All information collated by Aidan from various magnificent sources including:
Ruscha items are almost always in white clay. There are rare examples of brown/red clay but this would only be when sources ran out and alternatives were sourced rather than go out of production. Marks are a mixture of incised and embossed. Unlike other WGP where the form number indicates the height of the piece, Ruscha’s different forms had different sized version indicated by a single number.
Items are never marked Germany or West Germany. Many just have the form number and no size notation. Some series were labelled with a letter prior to the form number such as R, G, B, H, L, K and S. It may be that there was a complete A-Z of these which have not been discovered.

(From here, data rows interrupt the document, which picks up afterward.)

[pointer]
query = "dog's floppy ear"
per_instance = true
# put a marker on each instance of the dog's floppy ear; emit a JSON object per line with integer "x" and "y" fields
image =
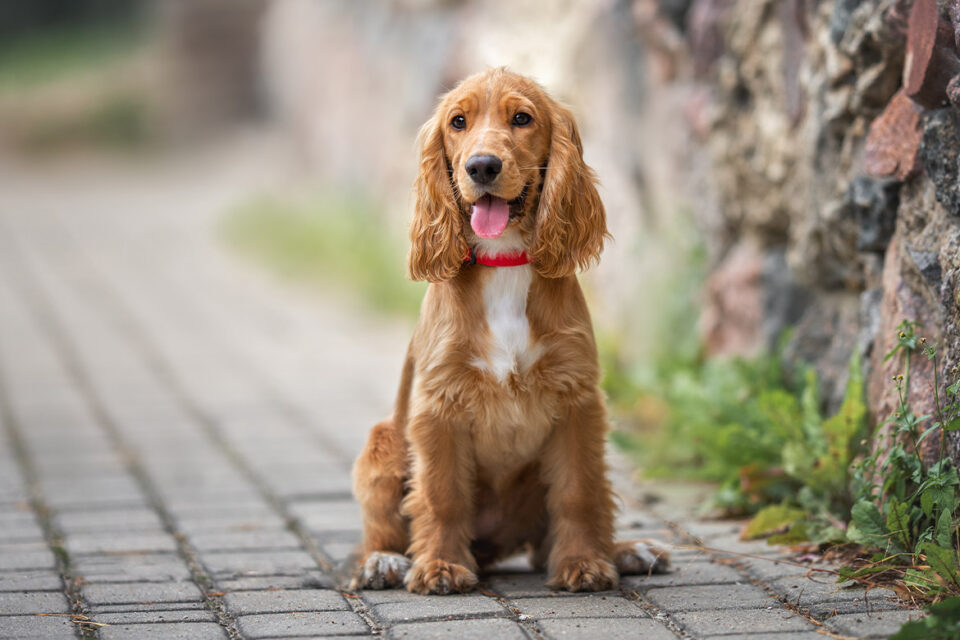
{"x": 571, "y": 222}
{"x": 436, "y": 234}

Usually one number was reserved for one form and re-use of form numbers was not used to the extent of Scheurich and Bay. Sometimes, however, numbers were re-used after a number of years. In the picture above, the Ruscha 304 was one such reuse.
On this one, you can just about see the form number with its ‘1’ indicating that it would have been the smallest size in this form:
People seem to love Ruscha pieces. They do seem to be of better quality than other factories, more subdued in colour so perhaps can be considered more ‘stylish’ as a result of that. I must admit, I don’t get that excited by the vast majority of Ruscha pots. I do like the red and black one above, but I’m not massively overwhelmed by them. The 313, for example, does not send me into a mouth-frothing tizzy at the sight of it. Well, no pot does really, but you get the point.
Having said that, I do like that green one.
And I suppose those blue 333 and 845 pots are quite nice…
All new pots courtesy of the February Road Trip. That only leaves about 230 to get through… Aidan spent all of yesterday morning photographing and cataloguing all of them so massive thanks for those pictures! They’re better than my usual efforts, that’s for sure.
That one’s a beast: we didn’t even realise it was Ruscha at first. Aidan managed to ID it using old Ruscha catalogue pages that somebody posted on the Pottery and Glass forum.
So, Ruscha: Love or loathe them? Like them or leave them?